Separation-3.

上演時間は60分。
これを超えての上演は、審査対象から外される運命にあります。高校演劇用に書き下ろされた台本も随分とありますが、近年の傾向は創作が主流になっています、創作脚本賞と言う賞が授与されるくらいですから。好きで始める演劇ですから生徒も勉強はしています、もっとも大事な幕開けをどの様に見せるか、幕開けに相応しい効果音、BGMはどんなものが良いか。

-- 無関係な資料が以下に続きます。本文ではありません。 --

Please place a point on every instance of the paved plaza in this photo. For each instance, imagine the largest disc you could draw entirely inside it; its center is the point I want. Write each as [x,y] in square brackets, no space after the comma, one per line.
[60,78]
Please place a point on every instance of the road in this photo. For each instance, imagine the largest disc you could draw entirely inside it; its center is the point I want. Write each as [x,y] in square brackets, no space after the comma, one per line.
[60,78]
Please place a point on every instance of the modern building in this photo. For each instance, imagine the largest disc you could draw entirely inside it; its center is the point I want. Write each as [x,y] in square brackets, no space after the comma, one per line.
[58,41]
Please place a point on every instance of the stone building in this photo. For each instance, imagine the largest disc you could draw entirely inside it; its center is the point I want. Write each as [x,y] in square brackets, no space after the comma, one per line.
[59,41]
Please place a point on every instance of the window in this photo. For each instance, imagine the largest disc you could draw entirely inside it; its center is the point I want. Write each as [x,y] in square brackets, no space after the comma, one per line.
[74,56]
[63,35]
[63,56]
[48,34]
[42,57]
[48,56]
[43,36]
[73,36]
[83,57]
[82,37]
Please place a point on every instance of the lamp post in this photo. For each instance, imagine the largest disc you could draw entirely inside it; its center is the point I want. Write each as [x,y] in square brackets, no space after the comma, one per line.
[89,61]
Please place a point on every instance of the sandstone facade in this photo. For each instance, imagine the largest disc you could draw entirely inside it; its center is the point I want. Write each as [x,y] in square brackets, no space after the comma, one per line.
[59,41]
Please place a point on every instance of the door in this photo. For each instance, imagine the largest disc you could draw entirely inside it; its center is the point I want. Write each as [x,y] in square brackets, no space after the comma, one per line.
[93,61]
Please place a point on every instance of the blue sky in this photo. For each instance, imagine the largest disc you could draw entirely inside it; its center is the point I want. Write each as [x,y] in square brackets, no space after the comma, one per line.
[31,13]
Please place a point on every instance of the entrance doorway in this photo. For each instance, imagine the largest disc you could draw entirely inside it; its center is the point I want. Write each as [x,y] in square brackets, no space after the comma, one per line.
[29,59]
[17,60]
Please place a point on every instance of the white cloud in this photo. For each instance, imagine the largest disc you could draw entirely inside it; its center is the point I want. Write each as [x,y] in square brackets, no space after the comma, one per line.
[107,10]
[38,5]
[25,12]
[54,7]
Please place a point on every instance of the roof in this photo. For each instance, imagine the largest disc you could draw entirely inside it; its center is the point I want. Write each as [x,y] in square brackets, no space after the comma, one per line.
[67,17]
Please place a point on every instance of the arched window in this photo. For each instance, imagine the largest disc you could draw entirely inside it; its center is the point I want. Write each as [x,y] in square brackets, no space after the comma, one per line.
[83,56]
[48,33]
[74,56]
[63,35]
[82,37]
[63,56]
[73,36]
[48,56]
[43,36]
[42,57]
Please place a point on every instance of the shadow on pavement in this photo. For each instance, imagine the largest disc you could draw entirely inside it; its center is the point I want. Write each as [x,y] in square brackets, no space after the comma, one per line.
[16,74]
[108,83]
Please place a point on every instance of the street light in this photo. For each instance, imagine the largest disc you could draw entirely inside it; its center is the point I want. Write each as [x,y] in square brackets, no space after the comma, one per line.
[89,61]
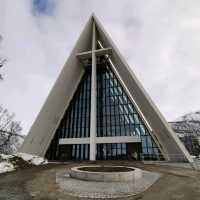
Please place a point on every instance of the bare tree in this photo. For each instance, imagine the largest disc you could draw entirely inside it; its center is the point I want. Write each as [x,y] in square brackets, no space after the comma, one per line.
[9,132]
[2,61]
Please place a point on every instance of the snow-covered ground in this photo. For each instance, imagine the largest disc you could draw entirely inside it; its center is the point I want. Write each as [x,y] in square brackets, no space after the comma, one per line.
[6,167]
[11,162]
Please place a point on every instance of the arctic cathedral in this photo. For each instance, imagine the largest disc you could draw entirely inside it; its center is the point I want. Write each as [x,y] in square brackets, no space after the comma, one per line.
[98,110]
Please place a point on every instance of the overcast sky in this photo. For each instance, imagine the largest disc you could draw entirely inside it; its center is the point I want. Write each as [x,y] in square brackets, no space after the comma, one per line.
[159,39]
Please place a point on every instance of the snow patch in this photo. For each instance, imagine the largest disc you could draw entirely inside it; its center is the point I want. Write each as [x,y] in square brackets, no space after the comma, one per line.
[11,162]
[33,159]
[6,167]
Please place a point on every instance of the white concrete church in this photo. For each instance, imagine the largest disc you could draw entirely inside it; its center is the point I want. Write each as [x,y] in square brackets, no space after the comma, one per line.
[98,110]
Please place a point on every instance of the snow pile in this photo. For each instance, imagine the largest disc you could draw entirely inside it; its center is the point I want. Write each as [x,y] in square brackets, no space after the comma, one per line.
[6,167]
[32,159]
[19,160]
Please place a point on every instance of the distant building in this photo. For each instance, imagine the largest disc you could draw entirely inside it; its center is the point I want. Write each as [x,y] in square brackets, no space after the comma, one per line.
[98,109]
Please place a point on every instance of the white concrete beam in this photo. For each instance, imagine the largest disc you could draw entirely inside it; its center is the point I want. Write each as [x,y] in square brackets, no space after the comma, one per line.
[93,99]
[98,52]
[101,140]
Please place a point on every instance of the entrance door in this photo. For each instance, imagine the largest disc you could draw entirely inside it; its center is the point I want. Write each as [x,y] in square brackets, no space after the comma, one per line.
[134,151]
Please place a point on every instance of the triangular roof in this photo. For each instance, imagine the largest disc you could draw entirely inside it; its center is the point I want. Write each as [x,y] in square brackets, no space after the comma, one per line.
[48,119]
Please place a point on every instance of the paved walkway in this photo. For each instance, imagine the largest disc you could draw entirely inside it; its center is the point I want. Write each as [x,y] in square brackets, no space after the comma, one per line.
[39,183]
[91,189]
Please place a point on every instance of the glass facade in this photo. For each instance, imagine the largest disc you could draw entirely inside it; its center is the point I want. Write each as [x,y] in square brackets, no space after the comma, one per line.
[116,116]
[112,151]
[75,123]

学校での練習で、大道具や音響などのプランがまとまって来ると、自然と演技のスペースが出来上がってきます、これを「アクティングエリア」と言います、照明はアクティングエリアを中心に当てるようになってきます。全体に当てるのか、横らか斜めからか、絵心とセンスが問われる部分です。

関東大会に来るまでに
地区大会、県大会と最低2回の上演を経験してきます。その2回も地元のプロのスタッフがサポートをしてくれますから、生徒の考えた照明の変化も随分と芝居らしくなってきまし、生徒自身もプランの内容を理解するようになってきます。照明を制御する調光卓も今はデジタル制御が主流です。

出場校全校が集まっての総合打合せ、
大道具部門、音響部門、照明部門、それぞれに分かれて各担当と詳細な打合せが行なわれます。殆んどが県外から来る学校、時間に制約もありますから言い忘れ、聞き漏れも出てきます。一通り話を聞き、11校の演出効果を充分反映できるような総合図面を認めます。共有して使える照明、単独でしか使う事の出来ない照明、多少の移動や向きを変えることで対応できる照明位置。

分かりやすく言えば、
一軒の家を建てるのに必要な設計図が11軒分、その11軒分の設計図を1枚に纏めて、11人の施主がそれぞれに訪れた時に、「あっ、自分の家だ」と満足できるように、即座に変更が出来るような1枚の照明設計図を総合打合せの後に作る作業が続きます。